The CAS 450.12 communication to the audit committee presented a single aggregated figure rather than itemising each uncorrected misstatement individually.

Frequently asked questions: Canada

How does the IFRS versus ASPE choice affect the misstatement schedule?
The misstatement schedule must reflect the applicable framework's measurements. For an entity reporting under ASPE, financial instruments measured at cost under Section 3856 do not produce fair value misstatements. Similarly, if the entity uses the taxes payable method under ASPE Section 3465, there are no deferred tax balances to evaluate. Ensure the schedule is framework-specific.
What does CPAB expect regarding projected misstatements?
CPAB expects all projected misstatements from sampling to be included on the CAS 450 schedule and in the aggregate evaluation. The projection should cover the untested population and include a consideration of sampling risk. CPAB has rejected the argument that projected misstatements can be excluded because they are "estimates."

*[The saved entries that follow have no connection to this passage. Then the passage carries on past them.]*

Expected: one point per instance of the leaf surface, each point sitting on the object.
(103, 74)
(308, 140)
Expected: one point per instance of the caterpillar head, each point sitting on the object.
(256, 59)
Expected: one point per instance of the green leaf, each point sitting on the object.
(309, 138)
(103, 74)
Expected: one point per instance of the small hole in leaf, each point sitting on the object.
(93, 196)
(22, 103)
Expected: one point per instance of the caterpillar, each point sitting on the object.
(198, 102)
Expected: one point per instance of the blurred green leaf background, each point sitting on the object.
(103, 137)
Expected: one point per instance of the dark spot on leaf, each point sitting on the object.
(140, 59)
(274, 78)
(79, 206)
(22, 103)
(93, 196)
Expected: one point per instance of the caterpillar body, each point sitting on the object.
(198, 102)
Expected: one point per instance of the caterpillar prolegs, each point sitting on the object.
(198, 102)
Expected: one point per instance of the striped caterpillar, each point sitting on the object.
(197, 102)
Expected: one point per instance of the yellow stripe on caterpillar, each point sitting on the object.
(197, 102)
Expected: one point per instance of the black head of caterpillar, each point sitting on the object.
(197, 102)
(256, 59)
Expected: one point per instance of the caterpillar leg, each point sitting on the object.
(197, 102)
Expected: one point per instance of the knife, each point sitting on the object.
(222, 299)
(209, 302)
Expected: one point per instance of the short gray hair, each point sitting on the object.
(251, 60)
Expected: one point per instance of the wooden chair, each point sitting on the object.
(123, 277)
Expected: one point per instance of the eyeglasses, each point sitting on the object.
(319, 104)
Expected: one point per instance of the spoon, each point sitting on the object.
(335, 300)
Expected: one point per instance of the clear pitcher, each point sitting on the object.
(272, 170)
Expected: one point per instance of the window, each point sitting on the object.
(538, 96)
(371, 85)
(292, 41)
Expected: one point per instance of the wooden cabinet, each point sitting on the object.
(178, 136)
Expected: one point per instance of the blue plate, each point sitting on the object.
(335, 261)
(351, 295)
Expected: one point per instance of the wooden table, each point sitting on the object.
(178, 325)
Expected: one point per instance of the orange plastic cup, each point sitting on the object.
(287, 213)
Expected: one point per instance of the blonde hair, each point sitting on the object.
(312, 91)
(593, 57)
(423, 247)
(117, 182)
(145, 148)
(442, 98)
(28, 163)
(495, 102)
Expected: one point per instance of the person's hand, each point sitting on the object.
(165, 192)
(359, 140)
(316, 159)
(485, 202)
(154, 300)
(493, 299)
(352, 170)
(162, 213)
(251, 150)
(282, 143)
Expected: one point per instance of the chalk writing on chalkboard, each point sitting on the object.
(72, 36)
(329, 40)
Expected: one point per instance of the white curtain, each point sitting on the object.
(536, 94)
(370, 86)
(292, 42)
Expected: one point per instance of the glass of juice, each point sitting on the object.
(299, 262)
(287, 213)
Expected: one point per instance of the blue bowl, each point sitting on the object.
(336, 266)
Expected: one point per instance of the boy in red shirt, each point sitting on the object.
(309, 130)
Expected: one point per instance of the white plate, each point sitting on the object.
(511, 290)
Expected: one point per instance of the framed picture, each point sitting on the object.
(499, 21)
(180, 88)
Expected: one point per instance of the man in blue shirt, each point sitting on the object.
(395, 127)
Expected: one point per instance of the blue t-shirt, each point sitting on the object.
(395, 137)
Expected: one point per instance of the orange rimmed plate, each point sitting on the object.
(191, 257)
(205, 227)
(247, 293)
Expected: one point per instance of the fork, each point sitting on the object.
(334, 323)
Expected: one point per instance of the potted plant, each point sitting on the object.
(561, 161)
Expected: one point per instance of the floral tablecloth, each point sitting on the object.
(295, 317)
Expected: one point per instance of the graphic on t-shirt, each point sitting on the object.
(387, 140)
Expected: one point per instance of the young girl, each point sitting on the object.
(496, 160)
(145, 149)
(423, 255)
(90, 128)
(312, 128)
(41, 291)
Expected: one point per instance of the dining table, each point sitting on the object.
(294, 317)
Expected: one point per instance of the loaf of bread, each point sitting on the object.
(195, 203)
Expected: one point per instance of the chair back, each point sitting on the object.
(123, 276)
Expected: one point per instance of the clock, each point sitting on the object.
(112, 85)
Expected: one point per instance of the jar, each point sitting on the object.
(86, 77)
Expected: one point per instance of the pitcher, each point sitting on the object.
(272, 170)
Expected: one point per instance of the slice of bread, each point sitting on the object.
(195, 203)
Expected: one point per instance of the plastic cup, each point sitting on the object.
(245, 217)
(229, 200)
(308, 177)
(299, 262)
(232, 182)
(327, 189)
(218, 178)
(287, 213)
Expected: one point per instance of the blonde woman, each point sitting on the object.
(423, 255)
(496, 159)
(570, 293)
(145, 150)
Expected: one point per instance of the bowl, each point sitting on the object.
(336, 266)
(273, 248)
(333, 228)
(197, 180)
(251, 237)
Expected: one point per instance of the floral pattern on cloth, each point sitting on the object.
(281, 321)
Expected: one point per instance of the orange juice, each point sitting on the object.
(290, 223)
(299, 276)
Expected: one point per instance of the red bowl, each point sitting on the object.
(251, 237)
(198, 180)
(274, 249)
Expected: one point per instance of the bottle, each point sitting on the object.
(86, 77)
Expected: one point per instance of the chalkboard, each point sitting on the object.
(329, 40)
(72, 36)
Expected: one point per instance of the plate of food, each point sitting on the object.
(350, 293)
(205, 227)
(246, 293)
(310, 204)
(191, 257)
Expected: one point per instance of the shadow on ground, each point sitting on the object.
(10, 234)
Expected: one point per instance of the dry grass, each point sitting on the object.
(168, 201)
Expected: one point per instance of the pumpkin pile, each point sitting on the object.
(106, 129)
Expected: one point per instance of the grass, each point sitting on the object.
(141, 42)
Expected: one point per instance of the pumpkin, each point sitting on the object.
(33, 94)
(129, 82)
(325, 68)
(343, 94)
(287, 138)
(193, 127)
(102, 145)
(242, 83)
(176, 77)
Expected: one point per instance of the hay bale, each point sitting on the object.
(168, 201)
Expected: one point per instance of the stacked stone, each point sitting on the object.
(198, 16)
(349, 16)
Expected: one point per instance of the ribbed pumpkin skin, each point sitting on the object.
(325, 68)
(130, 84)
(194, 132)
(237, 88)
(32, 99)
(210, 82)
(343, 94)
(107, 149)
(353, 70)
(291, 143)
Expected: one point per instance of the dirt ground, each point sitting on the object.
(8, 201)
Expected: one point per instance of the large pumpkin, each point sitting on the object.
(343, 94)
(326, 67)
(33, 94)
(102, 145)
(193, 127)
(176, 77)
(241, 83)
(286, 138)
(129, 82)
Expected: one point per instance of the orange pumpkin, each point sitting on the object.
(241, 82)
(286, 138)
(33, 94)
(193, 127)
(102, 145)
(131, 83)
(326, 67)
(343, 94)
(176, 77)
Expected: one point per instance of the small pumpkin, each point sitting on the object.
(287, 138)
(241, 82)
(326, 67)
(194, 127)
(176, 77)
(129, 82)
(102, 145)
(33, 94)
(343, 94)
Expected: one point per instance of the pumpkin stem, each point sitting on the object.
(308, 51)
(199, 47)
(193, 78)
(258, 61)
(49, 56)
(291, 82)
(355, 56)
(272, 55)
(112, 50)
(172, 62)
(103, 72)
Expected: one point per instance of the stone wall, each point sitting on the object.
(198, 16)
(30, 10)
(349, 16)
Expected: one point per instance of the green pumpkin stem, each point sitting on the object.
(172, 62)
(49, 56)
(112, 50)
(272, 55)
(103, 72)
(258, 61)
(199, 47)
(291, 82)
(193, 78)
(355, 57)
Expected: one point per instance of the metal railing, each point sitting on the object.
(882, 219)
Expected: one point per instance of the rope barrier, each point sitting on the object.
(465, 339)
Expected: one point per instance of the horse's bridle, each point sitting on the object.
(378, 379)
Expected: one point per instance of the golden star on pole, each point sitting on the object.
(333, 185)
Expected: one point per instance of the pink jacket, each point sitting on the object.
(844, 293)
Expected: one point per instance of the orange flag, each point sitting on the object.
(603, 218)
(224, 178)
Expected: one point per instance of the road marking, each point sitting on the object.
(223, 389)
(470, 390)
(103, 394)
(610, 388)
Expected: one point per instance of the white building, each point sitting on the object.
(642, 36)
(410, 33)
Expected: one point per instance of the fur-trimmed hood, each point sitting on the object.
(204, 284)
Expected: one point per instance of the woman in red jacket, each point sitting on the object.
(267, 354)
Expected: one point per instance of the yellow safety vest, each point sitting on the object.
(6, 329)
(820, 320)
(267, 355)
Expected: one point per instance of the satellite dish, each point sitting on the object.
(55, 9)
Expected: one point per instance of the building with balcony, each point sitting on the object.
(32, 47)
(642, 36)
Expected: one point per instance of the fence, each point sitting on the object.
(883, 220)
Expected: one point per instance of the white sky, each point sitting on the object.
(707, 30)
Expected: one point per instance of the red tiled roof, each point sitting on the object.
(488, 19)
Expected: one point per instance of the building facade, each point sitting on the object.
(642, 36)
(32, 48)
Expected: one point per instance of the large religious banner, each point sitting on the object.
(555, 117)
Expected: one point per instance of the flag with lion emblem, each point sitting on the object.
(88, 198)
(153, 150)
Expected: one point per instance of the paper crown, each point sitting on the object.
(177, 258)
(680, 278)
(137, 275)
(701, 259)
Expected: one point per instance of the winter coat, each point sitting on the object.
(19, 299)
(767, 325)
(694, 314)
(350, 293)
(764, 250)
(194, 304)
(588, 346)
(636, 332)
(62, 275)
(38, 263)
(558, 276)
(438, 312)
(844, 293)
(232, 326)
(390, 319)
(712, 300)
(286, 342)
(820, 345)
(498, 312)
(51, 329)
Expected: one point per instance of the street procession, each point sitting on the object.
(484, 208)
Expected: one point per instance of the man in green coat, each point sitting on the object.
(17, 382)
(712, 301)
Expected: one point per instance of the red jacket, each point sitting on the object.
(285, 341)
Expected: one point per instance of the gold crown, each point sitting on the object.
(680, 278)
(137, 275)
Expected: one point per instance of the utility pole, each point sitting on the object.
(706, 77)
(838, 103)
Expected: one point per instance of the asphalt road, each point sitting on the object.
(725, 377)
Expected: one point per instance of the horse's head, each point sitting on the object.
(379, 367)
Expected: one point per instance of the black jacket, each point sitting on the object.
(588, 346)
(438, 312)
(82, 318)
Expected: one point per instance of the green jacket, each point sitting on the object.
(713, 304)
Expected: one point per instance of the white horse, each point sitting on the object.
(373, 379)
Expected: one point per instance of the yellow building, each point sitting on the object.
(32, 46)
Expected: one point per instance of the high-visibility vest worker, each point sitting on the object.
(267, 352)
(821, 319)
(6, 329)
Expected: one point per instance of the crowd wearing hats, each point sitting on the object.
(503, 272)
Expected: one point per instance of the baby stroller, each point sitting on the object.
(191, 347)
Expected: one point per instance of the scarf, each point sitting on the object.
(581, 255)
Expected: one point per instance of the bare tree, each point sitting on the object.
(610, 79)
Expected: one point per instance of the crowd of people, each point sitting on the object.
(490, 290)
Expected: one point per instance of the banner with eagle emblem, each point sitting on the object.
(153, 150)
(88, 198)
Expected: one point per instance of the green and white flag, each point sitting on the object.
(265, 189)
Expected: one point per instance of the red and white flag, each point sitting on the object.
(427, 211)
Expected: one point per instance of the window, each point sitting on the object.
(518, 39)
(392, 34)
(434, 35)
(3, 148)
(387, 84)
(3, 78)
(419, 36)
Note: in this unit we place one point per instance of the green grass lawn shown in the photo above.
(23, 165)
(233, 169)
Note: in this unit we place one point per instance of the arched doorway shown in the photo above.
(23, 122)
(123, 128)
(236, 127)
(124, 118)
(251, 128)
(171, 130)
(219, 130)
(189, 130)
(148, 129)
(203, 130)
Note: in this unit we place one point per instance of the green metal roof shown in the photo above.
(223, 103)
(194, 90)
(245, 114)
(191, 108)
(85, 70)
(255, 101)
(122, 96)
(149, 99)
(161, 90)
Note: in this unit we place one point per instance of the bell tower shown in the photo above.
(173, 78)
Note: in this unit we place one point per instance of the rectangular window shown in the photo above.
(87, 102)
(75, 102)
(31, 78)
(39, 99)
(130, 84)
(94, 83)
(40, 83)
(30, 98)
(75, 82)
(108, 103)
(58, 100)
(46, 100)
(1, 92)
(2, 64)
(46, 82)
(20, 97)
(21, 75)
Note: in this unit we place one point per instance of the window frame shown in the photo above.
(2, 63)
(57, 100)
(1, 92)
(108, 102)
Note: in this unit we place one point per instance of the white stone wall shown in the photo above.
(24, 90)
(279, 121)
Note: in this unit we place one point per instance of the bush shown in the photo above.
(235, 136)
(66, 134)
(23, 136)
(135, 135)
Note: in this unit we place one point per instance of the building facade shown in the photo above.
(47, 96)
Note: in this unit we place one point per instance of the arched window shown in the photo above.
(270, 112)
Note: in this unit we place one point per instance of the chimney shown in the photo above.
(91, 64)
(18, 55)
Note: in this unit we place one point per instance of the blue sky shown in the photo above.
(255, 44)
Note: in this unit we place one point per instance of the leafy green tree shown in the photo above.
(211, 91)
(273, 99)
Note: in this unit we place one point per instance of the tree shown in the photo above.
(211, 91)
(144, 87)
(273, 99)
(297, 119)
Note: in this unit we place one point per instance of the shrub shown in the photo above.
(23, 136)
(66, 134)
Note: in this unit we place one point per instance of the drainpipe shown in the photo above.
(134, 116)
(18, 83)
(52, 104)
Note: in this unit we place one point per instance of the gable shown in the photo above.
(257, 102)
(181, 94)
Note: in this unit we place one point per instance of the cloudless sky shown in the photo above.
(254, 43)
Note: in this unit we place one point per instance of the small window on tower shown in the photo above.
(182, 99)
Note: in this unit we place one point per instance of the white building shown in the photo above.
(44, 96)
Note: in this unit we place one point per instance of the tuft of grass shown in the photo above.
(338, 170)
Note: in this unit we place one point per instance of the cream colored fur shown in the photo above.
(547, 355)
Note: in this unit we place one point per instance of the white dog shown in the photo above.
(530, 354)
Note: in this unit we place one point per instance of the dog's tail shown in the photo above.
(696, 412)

Should I consider the small business deduction threshold when evaluating misstatements?
Yes, for CCPCs with active business income near the C$500,000 threshold. An uncorrected misstatement that pushes income above this threshold increases the tax rate significantly. This threshold effect is a qualitative factor under CAS 450.11 that should be communicated to those charged with governance.
How do provincial CPA practice inspections evaluate CAS 450 compliance?
Provincial inspectors review whether the misstatement schedule is complete, whether the CAS 450.11 evaluation is documented and substantive, and whether uncorrected misstatements were communicated to those charged with governance. The level of detail in the inspection may be less intensive than CPAB's, but the CAS requirements are the same regardless of the entity type.
Do I need to evaluate misstatements against both IFRS and ASPE for a private enterprise that is transitioning between frameworks?
In the year of transition, the financial statements are prepared under the new framework. The misstatement schedule should reflect the new framework's measurements. However, if the transition adjustments themselves contain errors, those are misstatements to be accumulated. Compare the transition adjustments to the auditor's independent calculation of the required adjustments and record any differences.